Uma máquina pesada limpou toda a vegetação da crista das arribas, situadas no lado nascente do campo arqueológico de Cacela. Agora, o solo está careca e a terra revoltada prolonga-se numa extensão superior a um quilómetro.

A direcção do Parque Natural da Ria Formosa (PNRF) mandou fazer um levantamento da destruição efectuada em zona do Reserva Ecológica (REN) e do Domínio Público Hídrico com vista a aplicar eventuais coimas. A intervenção, apurou o PÚBLICO, não foi comunicada nem autorizada pelo PNRF.

Na passada segunda-feira, a GNR também esteve no local a tomar conta da ocorrência a pedido da Inspecção-Geral da Agricultura, do Mar, do Ambiente e do Ordenamento do Território (IGAMAOT). Uma queixa registada no site deste serviço esteve na origem do procedimento da autoridade policial.

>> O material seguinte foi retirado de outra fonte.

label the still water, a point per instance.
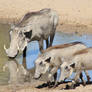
(33, 48)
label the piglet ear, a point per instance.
(12, 26)
(72, 65)
(48, 60)
(28, 34)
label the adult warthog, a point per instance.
(39, 26)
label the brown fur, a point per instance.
(61, 46)
(30, 14)
(81, 52)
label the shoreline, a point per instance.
(62, 27)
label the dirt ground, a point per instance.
(40, 86)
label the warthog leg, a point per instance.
(24, 58)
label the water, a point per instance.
(33, 48)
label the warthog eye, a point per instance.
(66, 67)
(40, 63)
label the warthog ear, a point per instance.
(72, 65)
(48, 60)
(28, 34)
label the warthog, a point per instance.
(51, 59)
(39, 26)
(17, 73)
(80, 61)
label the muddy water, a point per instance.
(33, 48)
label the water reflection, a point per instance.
(33, 48)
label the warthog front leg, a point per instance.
(52, 38)
(41, 45)
(52, 73)
(24, 58)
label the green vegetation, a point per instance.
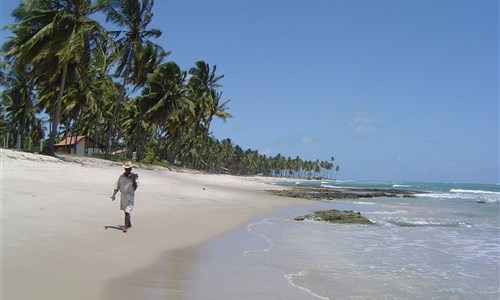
(336, 216)
(116, 87)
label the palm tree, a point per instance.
(55, 37)
(134, 16)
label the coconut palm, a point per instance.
(55, 37)
(134, 17)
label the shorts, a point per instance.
(127, 204)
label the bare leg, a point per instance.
(126, 222)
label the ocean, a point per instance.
(442, 244)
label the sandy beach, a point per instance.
(54, 244)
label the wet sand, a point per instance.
(54, 212)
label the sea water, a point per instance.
(442, 244)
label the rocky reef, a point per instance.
(323, 193)
(336, 216)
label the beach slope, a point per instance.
(54, 244)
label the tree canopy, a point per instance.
(63, 73)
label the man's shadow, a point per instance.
(117, 227)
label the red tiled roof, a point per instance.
(71, 140)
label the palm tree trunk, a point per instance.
(115, 112)
(49, 148)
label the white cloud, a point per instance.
(306, 140)
(364, 124)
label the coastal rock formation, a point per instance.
(336, 216)
(322, 193)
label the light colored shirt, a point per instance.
(126, 188)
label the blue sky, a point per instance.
(397, 90)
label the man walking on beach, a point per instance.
(126, 184)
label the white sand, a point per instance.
(53, 213)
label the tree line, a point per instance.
(64, 73)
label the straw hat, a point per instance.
(128, 165)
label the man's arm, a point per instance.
(114, 194)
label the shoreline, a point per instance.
(54, 211)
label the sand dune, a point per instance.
(53, 213)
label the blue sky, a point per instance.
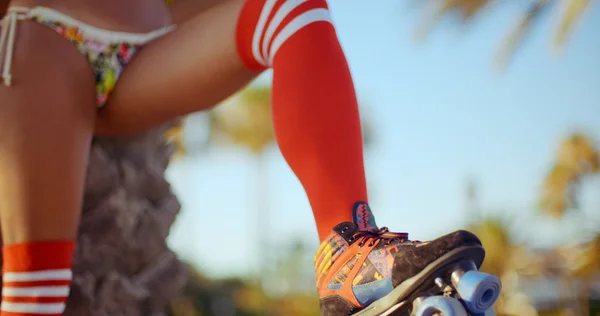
(441, 116)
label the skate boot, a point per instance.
(365, 270)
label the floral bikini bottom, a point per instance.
(106, 51)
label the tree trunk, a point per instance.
(122, 264)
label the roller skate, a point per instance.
(364, 270)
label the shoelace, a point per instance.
(7, 37)
(382, 233)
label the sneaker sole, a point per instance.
(399, 300)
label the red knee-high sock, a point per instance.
(36, 278)
(315, 110)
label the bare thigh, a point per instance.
(189, 70)
(46, 122)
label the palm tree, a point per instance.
(571, 12)
(245, 121)
(577, 159)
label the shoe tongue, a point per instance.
(363, 217)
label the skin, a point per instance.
(190, 70)
(48, 115)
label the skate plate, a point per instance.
(449, 286)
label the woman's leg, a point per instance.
(46, 124)
(191, 69)
(315, 109)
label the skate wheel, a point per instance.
(440, 305)
(479, 291)
(489, 312)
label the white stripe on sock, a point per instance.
(36, 291)
(258, 32)
(281, 14)
(304, 19)
(33, 308)
(45, 275)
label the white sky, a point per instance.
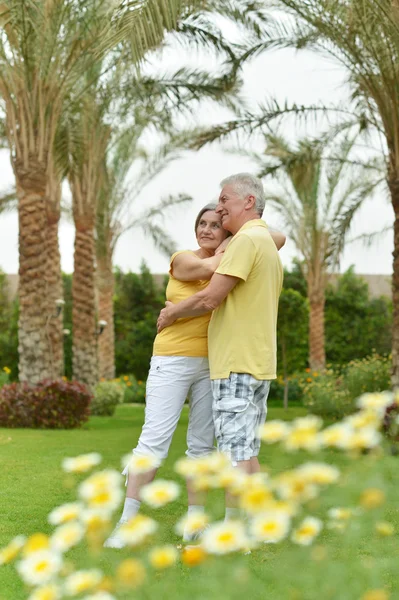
(302, 78)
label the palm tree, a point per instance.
(363, 37)
(115, 217)
(44, 49)
(319, 191)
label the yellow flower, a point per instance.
(372, 498)
(102, 490)
(192, 523)
(46, 592)
(340, 514)
(131, 573)
(82, 463)
(375, 595)
(137, 530)
(82, 581)
(140, 464)
(163, 557)
(291, 486)
(160, 492)
(35, 543)
(318, 473)
(193, 556)
(273, 431)
(97, 525)
(40, 567)
(270, 527)
(67, 536)
(256, 499)
(65, 513)
(336, 435)
(377, 401)
(11, 551)
(225, 537)
(363, 439)
(384, 528)
(364, 418)
(307, 531)
(99, 596)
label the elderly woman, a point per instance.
(179, 368)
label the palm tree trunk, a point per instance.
(33, 347)
(84, 322)
(55, 292)
(106, 341)
(394, 189)
(317, 355)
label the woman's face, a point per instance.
(210, 233)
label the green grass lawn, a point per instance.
(339, 567)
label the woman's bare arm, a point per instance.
(278, 238)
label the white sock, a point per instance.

A preservação dos valores naturais e do pomar de sequeiro poderão estar comprometidos pelo conflito de interesses relacionados com outros usos do solo. Uma parte da propriedade é abrangida pelo perímetro de rega do sotavento algarvio e nessa área o regulamento do PNRF não exige qualquer parecer por parte das autoridades ligadas ao ambiente.

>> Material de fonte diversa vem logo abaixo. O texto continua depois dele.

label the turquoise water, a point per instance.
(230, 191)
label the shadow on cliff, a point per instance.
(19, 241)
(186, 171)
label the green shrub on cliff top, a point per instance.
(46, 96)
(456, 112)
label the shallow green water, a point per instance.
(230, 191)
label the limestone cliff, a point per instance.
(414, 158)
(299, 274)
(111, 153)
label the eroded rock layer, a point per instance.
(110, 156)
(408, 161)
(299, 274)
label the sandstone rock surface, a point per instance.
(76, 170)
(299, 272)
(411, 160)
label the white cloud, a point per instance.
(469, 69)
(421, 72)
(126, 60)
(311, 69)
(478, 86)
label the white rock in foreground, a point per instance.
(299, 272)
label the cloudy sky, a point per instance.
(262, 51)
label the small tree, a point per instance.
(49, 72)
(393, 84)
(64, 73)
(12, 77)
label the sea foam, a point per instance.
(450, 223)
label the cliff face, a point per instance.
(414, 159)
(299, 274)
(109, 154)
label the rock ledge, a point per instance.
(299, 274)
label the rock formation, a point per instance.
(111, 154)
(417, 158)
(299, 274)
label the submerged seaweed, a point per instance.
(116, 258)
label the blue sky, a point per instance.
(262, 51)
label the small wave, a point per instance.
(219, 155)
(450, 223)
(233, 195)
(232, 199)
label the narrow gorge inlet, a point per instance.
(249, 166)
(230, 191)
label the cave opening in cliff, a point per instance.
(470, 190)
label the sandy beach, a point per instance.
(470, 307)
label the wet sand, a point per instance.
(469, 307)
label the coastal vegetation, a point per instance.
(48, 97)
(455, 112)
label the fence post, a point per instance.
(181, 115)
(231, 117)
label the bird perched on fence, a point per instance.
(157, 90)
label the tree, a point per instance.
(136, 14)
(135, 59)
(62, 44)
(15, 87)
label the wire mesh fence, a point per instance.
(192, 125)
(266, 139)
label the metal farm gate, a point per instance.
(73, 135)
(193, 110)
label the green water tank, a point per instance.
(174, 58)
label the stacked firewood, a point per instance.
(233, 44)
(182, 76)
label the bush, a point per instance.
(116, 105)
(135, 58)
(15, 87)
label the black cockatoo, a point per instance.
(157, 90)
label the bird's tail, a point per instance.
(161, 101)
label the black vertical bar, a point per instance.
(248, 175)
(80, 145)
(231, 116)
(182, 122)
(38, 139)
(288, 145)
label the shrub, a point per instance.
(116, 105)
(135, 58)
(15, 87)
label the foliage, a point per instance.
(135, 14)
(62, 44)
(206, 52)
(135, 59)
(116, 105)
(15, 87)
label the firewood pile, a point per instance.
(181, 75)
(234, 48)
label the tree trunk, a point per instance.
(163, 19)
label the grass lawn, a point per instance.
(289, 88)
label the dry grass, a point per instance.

A situação encontra algum paralelismo com o que se passou ali bem perto, na Torre d’Aires (concelho de Tavira), no final de 2015. Numa propriedade com 43 hectares — onde se situa a antiga cidade romana de Balsa —, uma empresa espanhola obteve do ICNF, do qual depende o Parque Natural da Ria Formosa, autorização para instalar ali uma exploração intensiva de frutos vermelhos (framboesas) porque uma parte da parcela situa-se em zona agrícola. O impacto visual do “mar de plástico” que estava a ser instalado gerou uma onda de contestação pública. Mais tarde, a Comissão de Coordenação e Desenvolvimento Regional (CCDR), reagindo aos protestos, mandou embargar os trabalhos numa área de 14,8 hectares abrangida pela REN.

Durante décadas, o sotavento algarvio esteve fora da rota do turismo de massas. A agricultura, predominantemente de sequeiro, e a pesca (associada à industria conserveira de Olhão e Vila Real de Stº António) dominavam a economia. Os tempos mudaram e esta faixa litoral está sofrer as pressões urbanísticas que se fazem sentir há muito mais tempo na outra zona do Algarve (barlavento).

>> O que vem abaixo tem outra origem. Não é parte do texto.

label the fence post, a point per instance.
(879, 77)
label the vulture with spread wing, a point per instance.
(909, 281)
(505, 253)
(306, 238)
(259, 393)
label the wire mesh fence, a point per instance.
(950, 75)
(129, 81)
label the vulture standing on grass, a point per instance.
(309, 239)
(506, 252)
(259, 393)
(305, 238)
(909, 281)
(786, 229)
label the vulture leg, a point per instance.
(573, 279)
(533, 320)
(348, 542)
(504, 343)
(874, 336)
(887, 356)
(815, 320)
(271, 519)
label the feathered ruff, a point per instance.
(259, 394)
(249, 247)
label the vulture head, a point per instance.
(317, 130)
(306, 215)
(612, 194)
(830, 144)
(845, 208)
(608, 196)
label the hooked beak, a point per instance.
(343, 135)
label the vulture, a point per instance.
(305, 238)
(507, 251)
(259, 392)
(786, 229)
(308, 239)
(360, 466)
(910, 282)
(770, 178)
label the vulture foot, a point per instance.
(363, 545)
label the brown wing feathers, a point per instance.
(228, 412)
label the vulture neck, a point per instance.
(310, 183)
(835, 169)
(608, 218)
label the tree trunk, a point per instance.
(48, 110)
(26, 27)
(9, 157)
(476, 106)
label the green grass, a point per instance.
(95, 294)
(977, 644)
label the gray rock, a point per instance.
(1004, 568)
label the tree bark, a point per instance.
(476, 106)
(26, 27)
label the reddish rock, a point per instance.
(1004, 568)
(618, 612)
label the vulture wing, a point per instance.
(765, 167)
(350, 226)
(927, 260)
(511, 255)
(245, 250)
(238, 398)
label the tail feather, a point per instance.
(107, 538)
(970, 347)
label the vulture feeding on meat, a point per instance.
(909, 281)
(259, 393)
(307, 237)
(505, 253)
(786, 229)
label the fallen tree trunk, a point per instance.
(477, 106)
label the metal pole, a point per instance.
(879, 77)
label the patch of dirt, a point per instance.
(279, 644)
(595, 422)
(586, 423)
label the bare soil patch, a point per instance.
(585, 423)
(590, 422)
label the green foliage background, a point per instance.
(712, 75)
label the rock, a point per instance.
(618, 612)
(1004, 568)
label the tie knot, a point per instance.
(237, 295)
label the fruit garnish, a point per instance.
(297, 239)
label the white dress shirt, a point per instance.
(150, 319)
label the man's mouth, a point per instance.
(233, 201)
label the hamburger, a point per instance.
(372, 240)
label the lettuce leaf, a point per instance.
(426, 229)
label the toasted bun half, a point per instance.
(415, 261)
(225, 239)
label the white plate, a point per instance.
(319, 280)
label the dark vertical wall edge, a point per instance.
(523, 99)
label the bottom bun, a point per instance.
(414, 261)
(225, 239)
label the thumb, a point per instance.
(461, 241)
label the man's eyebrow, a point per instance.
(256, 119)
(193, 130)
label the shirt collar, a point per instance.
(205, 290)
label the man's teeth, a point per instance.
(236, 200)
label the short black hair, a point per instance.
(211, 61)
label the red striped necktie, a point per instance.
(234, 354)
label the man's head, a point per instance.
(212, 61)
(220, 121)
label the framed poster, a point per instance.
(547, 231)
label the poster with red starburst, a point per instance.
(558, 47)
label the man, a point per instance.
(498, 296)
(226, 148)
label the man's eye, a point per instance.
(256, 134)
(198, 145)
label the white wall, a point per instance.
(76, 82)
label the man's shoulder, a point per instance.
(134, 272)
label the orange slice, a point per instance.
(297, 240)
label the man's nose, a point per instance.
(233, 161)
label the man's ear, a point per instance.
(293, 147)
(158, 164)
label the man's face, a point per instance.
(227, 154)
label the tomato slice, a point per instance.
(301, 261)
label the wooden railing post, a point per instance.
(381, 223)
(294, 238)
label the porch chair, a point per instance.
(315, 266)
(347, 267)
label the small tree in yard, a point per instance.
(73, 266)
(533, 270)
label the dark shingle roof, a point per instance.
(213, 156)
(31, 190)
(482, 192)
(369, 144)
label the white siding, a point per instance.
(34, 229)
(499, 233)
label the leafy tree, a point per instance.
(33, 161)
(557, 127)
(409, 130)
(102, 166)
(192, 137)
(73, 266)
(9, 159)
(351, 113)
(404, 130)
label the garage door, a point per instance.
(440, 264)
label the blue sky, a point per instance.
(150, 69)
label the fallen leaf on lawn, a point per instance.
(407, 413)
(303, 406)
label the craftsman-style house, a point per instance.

A ancestral paisagem mediterrânica, com a entrada em funcionamento do perímetro de regra do sotavento algarvio (alimentado pelas barragens de Odeleite e Beliche) transformou-se em campos experimentais de agricultura intensiva. Primeiro foram os citrinos, depois as framboesas e mais recentemente os abacates.

Sobre esta última intervenção em Cacela Velha, no terreno mesmo colado ao local onde os arqueólogos estão desde o dia 18 de Junho a fazer escavações numa necrópole medieval, não são ainda conhecidas as motivações do proprietário. A agricultura é uma possibilidade já que ali perto foram plantadas vinhas e pomares de citrinos, mas o que ficou evidente (depois do derrube das árvores) foi uma parede grossa de uma antiga casa, envolta por uns muros em ruínas. Mais um projecto turístico na calha?

Desde 2013, Tavira é a comunidade representativa da Dieta Mediterrânica, exigindo o galardão de Património Cultural Imaterial da Unesco, com todos os valores que lhe estão associados. Mas, pelos campos em seu redor, as árvores autóctones vão tombando aos poucos.